学生時代から好きな本

ずっと好きな作家を挙げるとしたら3人いる。
市川拓司、西加奈子、山崎ナオコーラ(敬称略)
どの方もデビュー作ではない作品が一番好きで、本当に何度も何度も読んでいる。
市川拓司 いま、会いにゆきます
は、地元の未来屋書店で平積みされていて購入した。あのときは、まだミリオンヒットの前でちょっとした話題作になり始めた頃だった。エンディングでタイトルの意味がわかるのも、すごく面白かった。スプロケットを拾うシーンもピレーネ犬の話も、ノンブルの話も出てくる単語やストーリーの中に僕はどんどんハマっていった。
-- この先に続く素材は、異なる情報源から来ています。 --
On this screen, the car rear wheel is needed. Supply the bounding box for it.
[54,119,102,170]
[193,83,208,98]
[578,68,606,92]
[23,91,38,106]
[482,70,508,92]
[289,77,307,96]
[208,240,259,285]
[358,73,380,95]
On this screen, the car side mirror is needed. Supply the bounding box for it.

事務員さんが指摘する大きなスーツもエピソードに事件性はないものの、彼の生きている場所が何故か僕の呼吸しやすい場所に思えて、何度もあの世界が恋しくなる。ファンタジーは好きではないはずなのに、僕はどこかで彼らが生きる世界が存在していてほしいと強く願っている。その後作者本人のエッセイなどを読むと、この物語のからくりが見えてくる気がした。そしてやはり彼が日頃感じていることを僕も感じていた時期があって、それが物語に反映されているから心が共鳴するのだと思った。美しい物語と繰り返される一つの愛の物語。今でも、小節の冒頭を諳んじるのが好きだ。

山崎ナオコーラ カツラ美容室別室
どこかでこうやって、恋と人間関係を育んでいる人がいるんだろうなと思えた作品。可愛いランチョンマットを敷いた食卓につやつやの丸みを帯びた箸置きをおいたような嬉しさがある作品。当たり前の日常が当たり前に過ぎて、それが何よりも美しいと教えてくれた話。この作品を読んで、僕は強く日常が書かれている作品が好きだなと思うようになった。市井の人の何気ない生活が愛しくて本の中で呼吸しているこの世界を僕は大好きだなと感じた。どうしたらこんな表現ができるんだろう、どうしたらこんなに日常な些細なことを美しく捉えることができるのだろうと以前サイン会に行ったときに、御本人に言えればよかったなと後悔している。
初期のエッセイの好きな人の顔は嫌いにならないという話も気に入っていていつも話してしまう。

西加奈子 さくら
高校生の時に学校の近くのモールを歩いていて、たまたま手に取った。そして、世界がひっくり返った。その頃にまだセクシャルマイノリティーのことを書いている小説は少なくて、当たり前に当たり前じゃない人が出てくる物語が存在することに驚いた。違うということ、変わっていくことに大手を振って頑張れよ!それでいいんだよ!笑え!生きろ!と強いメッセージをもらったようで、心が奮い立つのを感じた。こんな正しい本があるのか、こんなに生きていくってことを肯定する本があるんだろうかって度肝を抜かれた。ガムとニキビの話も、集会と猫の話も、ヒリヒリするのに頭がビリビリしてきて本当に物語の力を感じる。何度読んてもラストで涙が出てしまってしょうがない。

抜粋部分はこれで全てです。